The girls didn’t seem to know that he existed. The blonde had begun to lather the brunette with tanning lotion. Her hands lingered on the other girl’s calves and knees, then inched lovingly along her taut brown thighs. Obviously, they were more than just good friends.
“My name’s Salsbury.”
Klinger stood up. He didn’t offer to shake hands. “I’ve got one suitcase. Be with you in a minute.” He walked back toward the glass-walled recreation room.
Salsbury stared at the girls. They had the longest, loveliest legs he had ever seen. He cleared his throat and said, “I’ll bet you’re in show business.”
Neither of them looked at him. The blonde squeezed lotion into her left hand and massaged the swelling tops of the brunette's large breasts. Her fingers trailed under the bikini bra, flicked across the hidden nipples.
Salsbury felt like a fool—as he always had around beautiful women. He was certain that they were making fun of him. You stinking bitches! he thought viciously. Some day I’ll have any of you I want. Some day I’ll tell you what I want, and you’ll do it, and you’ll love it because I’ll tell you to love it.
Klinger returned, carrying one large suitcase. He had put on a two-hundred-dollar, blue-and-gray-plaid sport coat.
Looks like a gorilla dressed up for a circus act, Salsbury thought.
In the passengers’ compartment of the helicopter, as they lifted away from the roof, Klinger pressed his face to the window and watched the girls dwindle into sexless specks. Then he sighed and sat back and said, “Your boss knows how to arrange a man’s vacation.”
Salsbury blinked in confusion. “My boss?”
Glancing at him, Klinger said, “Dawson.” He took a packet of cheroots from an inside coat pocket. He fished one out and lit it for himself without offering one to Salsbury. “What did you think of Crystal and Daisy?”
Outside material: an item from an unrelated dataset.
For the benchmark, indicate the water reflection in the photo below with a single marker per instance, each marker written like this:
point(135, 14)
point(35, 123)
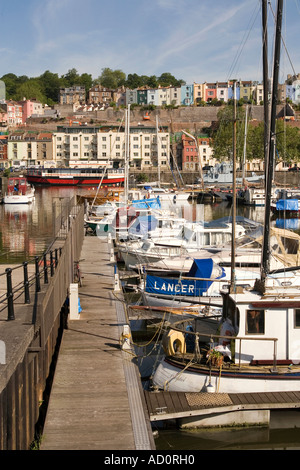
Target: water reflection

Salsbury took off his sunglasses. “What?”
“Crystal and Daisy. The girls at the pool.”
“Nice. Very nice.”
Pausing for a long drag of his cheroot, Klinger blew out smoke and said, “You wouldn’t believe what those girls can do.”
“I thought they were dancers,” Salsbury said.
Klinger looked at him disbelievingly, and then threw back his head and laughed. “Oh, they are! They dance their little asses off every night in the Fortunata’s main showroom. But they’ve also been performing in the penthouse suite. And let me tell you, dancing is the least of their talents.”
Salsbury was perspiring even though the cabin of the Jet-Ranger was cool. Women . . . He feared them—and wanted them desperately. To Dawson, mind control meant unlimited wealth, a financial stranglehold on the entire world. To Klinger it might mean unrestricted power, the satisfaction of unquestioned command. But to Salsbury, it meant ha**ng s*x as often as he wanted it, in as many ways as he wanted it, with any woman he desired.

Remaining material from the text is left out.